I bet we want the maximum, but usually the foxes are included in these island problems.
dP/dt = 0 at max = 120 -1.6 t^3
t^3 = 120
t = 4.93 months
I guess the foxes were factored in when calculating the surviving rabbit population, eh?
To find the average rate of change of the rabbit population over a given time interval, we can use the formula:
Average Rate of Change = (P(t2) - P(t1)) / (t2 - t1)
where P(t1) is the initial population at time t1 and P(t2) is the final population at time t2.
Let's say we want to find the average rate of change of the rabbit population over a time interval from t1 to t2.

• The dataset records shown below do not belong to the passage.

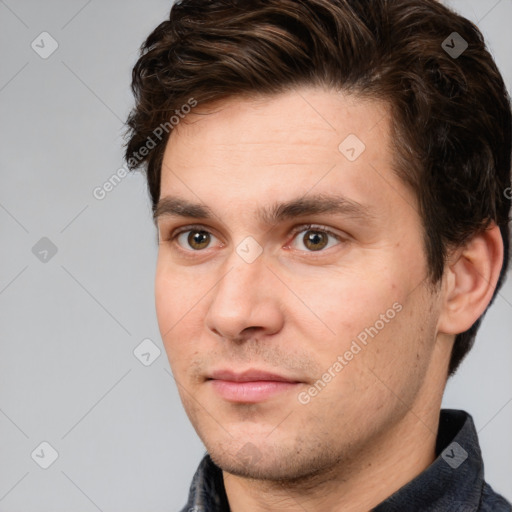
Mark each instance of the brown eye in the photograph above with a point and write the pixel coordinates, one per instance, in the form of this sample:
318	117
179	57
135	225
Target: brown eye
198	239
315	240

1. Substitute the values of t1 and t2 into the function P(t) to find the initial and final populations:
P(t1) = 120t1 - 0.4t1^4 + 700
P(t2) = 120t2 - 0.4t2^4 + 700
2. Subtract P(t1) from P(t2) to find the difference in population:
P(t2) - P(t1) = (120t2 - 0.4t2^4 + 700) - (120t1 - 0.4t1^4 + 700)
3. Simplify the expression by combining like terms.
4. Subtract t2 from t1 to find the difference in time: t2 - t1.
5. Divide the difference in population by the difference in time to find the average rate of change:
Average Rate of Change = (P(t2) - P(t1)) / (t2 - t1)
Plug in the values of t1 and t2 to get the specific average rate of change over the given time interval.